Trash Backwards created a web tool that helps users find new uses for things—mainly plastics—that would otherwise end up in the trash. It’s the brainchild of Liesl Clark and Rebecca Rockefeller, two close friends who share a love of science and the outdoors, and are deeply committed to living sustainably. It was nominated for a 2012 Sustainable Seattle Award, the City of Seattle named it “Best City App” in 2012, and King County awarded the team $10,000 toward the development of a mobile app.
“The reason we got into this is because we see every kind of plastic in the environment,” Clark said. A couple years ago she took her kids for a winter walk at Point No Point. They were astounded by the amount and variety of plastic junk they saw on the beach and in the water. “That was kind of an ‘aha’ moment,” Clark said. The next day, Rockefeller and her kids returned to Point No Point with them. They collected all the plastic they could find with the intention of creating a public-awareness campaign that they hoped would inspire others to keep plastic out of the waste stream. Clark, an Emmy Award-winning filmmaker, documented their work.
They and several Odyssey students created “art” with the plastic and displayed it at Bainbridge Performing Arts in 2011. “Plastic is Forever” showed in shocking color the range of items they’d found on the beach—everything from bottle caps and binkies to snack wrappers and toothbrushes.
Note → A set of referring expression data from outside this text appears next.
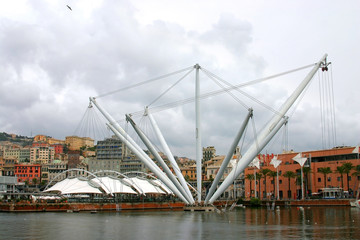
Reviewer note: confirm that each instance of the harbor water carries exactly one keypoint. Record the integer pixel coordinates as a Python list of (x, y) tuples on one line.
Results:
[(287, 223)]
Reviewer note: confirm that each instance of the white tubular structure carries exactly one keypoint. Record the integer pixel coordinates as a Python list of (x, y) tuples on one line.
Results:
[(152, 149), (266, 134), (169, 155), (130, 143), (155, 169), (198, 134), (228, 156)]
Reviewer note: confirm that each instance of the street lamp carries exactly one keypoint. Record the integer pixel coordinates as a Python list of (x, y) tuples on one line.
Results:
[(299, 159), (276, 162), (255, 163)]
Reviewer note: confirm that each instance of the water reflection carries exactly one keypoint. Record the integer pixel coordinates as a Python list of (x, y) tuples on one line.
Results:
[(304, 223)]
Looking for ways to teach more students that plastic is indeed forever, Rockefeller and Clark thought they might clean, package and sell their collection as an educational tool. They founded Trash Backwards with their friends Scott James and Teri Bellamy. But then they had a revelation: Yuck. “Scientists convinced us that plastic is simply too toxic to mess with,” Rockefeller said. “Beach plastics especially.”
They realized that what they really wanted to do is stop more plastic from getting into the trash or the environment in the first place. “We wanted to help people refuse single-use items, reduce their waste in general, upcycle or transform their waste, or give it to someone who can use it,” Rockefeller said. So instead of bringing junk to the public, they created a web app that curates ideas for moving your trash backward.
The user interface at TrashBackwards.com is simple: Type in the item you have and click either “Get rid of it” or “Reuse it.” The app will tell you that you can use your polka CDs as candle coasters or to create jewelry or garden art. When possible, the app also provides information about recycling, although when it comes to plastic, the Trash Backwards team hopes to encourage more reuse than recycling. Recycling plastic into something else requires the creation of even more plastic.
The app caught on quickly, fueled by the team’s use of Pinterest, a virtual pinboard. Rockefeller, one of the original moderators for Bainbridge’s popular IslandMoms online community, is well-versed in the power of social media. Using Pinterest propelled Trash Backwards into a huge community of reduce/reuse/recyclers. Within the first six weeks of launching, their Pinterest influence, according to research done by Pinreach, scored 48; during the same period Oprah’s was 55 and Whole Foods’ 57. “We’re currently in the 96th percentile at Pinreach, which measures 10,000 Pinterest accounts,” Clark said.
The team is busy developing a cross-platform mobile app, which they hope to launch this spring. And having received and incorporated data files from the King County government about reuse and recycling options, they are seeking similar data from other municipalities.
In the meantime, the two friends still carve out time for what they need the most: being outside. Last fall they began a Bainbridge beach circumambulation, during which they hope to walk the island’s perimeter, collecting and cataloging plastics along the way.